`range of selection` inconsistent with Unicode 'Combining Acute Accent' characters
Description
CE's range of selection is inconsistent when handling different kinds of unicode characters with acute accents. I discovered this when I pasted this name into a document: "Kapuściński."
The ś and ń in this text are not standard unicode characters (U+015B and U+0144) but rather characters 'Combining Acute Accent'—i.e. they actually consist of two separate characters (the first is U+0073 and U+0301, the second is U+006E and U+0301).
This causes issues, at least in my use case.
To Reproduce
If I place the caret here -> "Kapuścińs^ki" then range of selection returns {11,0}. If I replace the accented characters with standard unicode (U+015B and U+0144) then it returns {9,0}, as expected.

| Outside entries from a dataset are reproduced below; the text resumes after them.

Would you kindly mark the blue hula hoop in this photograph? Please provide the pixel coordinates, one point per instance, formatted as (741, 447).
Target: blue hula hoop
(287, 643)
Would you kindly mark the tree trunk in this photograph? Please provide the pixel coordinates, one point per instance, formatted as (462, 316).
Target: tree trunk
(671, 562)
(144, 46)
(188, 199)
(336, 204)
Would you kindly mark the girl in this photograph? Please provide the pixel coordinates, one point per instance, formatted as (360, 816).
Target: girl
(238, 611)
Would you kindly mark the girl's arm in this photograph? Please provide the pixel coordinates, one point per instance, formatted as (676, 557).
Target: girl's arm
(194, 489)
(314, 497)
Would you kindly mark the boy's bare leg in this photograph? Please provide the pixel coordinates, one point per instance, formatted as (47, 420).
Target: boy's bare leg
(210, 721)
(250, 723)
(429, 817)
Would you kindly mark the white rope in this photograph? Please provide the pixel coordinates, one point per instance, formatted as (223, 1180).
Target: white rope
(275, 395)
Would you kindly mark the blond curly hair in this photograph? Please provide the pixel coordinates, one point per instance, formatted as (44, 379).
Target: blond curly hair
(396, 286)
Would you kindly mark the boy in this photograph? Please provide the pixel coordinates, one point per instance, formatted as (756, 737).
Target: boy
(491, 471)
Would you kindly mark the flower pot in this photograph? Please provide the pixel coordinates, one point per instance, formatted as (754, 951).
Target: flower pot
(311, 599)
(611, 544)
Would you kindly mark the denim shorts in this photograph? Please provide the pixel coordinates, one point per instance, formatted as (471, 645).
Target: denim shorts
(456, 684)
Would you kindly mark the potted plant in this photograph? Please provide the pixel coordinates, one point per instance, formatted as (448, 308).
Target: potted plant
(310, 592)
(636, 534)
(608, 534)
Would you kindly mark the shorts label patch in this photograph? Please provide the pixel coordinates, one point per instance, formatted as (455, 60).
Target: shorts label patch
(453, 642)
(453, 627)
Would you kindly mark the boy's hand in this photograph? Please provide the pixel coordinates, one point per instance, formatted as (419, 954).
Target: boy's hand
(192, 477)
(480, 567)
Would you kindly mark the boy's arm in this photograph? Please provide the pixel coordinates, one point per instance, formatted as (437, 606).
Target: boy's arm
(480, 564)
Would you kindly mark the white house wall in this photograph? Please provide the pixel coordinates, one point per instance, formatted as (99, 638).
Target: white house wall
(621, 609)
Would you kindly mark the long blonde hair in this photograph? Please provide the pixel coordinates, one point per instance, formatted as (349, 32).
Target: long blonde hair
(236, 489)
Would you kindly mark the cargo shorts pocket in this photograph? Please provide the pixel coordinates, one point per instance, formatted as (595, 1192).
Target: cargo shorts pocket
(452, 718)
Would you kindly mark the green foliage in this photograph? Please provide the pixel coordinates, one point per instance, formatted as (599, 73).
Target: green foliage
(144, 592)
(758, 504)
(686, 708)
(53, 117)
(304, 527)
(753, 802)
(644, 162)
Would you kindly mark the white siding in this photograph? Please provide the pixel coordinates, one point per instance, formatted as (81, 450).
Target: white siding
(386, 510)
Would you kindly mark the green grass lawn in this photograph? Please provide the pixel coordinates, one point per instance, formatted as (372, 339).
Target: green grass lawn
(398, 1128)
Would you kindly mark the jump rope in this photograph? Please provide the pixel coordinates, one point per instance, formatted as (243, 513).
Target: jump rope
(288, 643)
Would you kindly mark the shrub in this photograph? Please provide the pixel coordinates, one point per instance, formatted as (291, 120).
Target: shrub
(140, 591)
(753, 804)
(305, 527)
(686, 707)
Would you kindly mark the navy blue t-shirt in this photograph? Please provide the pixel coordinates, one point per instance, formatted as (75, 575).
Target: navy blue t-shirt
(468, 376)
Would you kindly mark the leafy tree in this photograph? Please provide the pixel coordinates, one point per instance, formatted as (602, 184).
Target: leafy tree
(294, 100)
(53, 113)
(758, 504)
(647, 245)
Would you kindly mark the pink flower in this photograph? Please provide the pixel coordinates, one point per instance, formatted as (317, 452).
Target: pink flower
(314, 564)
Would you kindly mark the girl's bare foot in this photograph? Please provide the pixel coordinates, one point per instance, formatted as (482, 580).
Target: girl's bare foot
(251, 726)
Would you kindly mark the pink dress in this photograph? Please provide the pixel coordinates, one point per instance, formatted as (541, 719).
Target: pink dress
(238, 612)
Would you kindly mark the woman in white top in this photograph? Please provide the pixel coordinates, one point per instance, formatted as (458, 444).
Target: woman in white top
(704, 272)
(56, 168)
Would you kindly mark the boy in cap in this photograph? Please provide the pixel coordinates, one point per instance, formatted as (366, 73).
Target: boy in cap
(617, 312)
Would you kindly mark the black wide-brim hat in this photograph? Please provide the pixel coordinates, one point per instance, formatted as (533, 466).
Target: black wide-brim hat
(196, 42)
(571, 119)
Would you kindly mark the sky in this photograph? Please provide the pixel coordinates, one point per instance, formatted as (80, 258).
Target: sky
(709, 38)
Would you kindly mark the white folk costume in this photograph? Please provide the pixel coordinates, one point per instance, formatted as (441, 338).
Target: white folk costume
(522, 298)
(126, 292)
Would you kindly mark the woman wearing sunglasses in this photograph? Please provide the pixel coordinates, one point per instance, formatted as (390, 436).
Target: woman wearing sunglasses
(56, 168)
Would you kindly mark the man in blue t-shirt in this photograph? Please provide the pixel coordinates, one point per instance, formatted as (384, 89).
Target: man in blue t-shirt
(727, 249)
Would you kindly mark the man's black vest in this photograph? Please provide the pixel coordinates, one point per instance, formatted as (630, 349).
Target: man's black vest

Obviously, in the first case, any script that depends on this function then stops working properly.
Expected behavior
I considered just adding a text replacement subroutine to my on document saved handler. However, I can't get AppleScript to replace the characters.
According to macosxautomation, AppleScript should regard 'Combining Acute Accent' characters as a single character since AppleScript 2.0.
I guess the issue is whether CotEditor should follow this principle or not.
Edit:
I just tried to use CE's text replacement syntax (tell front document to replace for "ś" to "X") and it doesn't work. Where the for is U+0073/U+0301, CE ignores these characters and replaces U+015B instead.
CotEditor version
4.3.0
macOS version
12.4
Additional context
No response
I'd say it's in spec. CotEditor handles the string in the document as-is. In addition, AppleScript's API by CotEditor counts characters in the UTF-16 unit. Thus, if some characters in the document are not combined, then CotEditor handles them as two-length characters. It depends on how characters are stored in the actual document contents. I believe CotEditor should not change the current behavior because some users need to handle characters strictly.
I just tried to use CE's text replacement syntax (tell front document to replace for "ś" to "X") and it doesn't work. Where the for is U+0073/U+0301, CE ignores these characters and replaces U+015B instead.
I guess this is another issue. The current implementation of CotEditor should replace both U+0073/U+0301 and U+015B with that command. See the screencast I tested below (I also attached the script and document):
https://user-images.githubusercontent.com/1165044/182037996-6fbc84ca-7c54-4185-b4bf-2860596c0b81.mov
Did you add the with all option to replace all occurrences instead of the first met one?
If you added the option and still cannot replace both, please send me a set of the script and sample document file that can reproduce this issue. Then I'll research further.
Hmmm, this is interesting. Though I can't decide right away what is the best implementation... Let me think.
"Did you add the with all option to replace all occurrences instead of the first met one?"
Ahhhh, this seems to be my error :)
I take the point that it makes sense for a powerful text editor to treat such characters in the most technically literal way possible, regardless of what AppleScript does.
I will go with my first instinct and use the replace for command in my on document saved handler (now that I understand that this works). That should solve it.
I use CE to edit preferences files, write some code, and write prose. So, it can be complicated to achieve a setup that satisfies all cases.
Thanks for your help.
Ahhhh, this seems to be my error :)
Ok, that's good to hear there isn't a bug ;-)
Regarding the unit to count characters, I changed my mind by reading the documentation about AppleScript by Apple. I first thought it was about Unicode normalization; however, in fact, AppleScript counts characters not by UTF-16, which I believed, but by grapheme clusters since AppleScript 2.0 (Mac OS X 10.5, 2007).
The current CotEditor's specification regarding character count was already designed when I adopted the CotEditor project in 2013 and so I have preserved it since now just to keep the compatibility. In other words, the current implementation was probably designed before AppleScript 2.0 was released. But if the specification in the AppleScript side was changed, CotEditor should follow it.
Now I plan to change the way to count characters for AppleScript in CotEditor in the next minor update, CotEditor 4.4.0, which will be released this fall. This is a kind of breaking change, nevertheless, I suppose I should do it.
Thank you for realizing this inconsistency of spec between AppleScript CotEditor.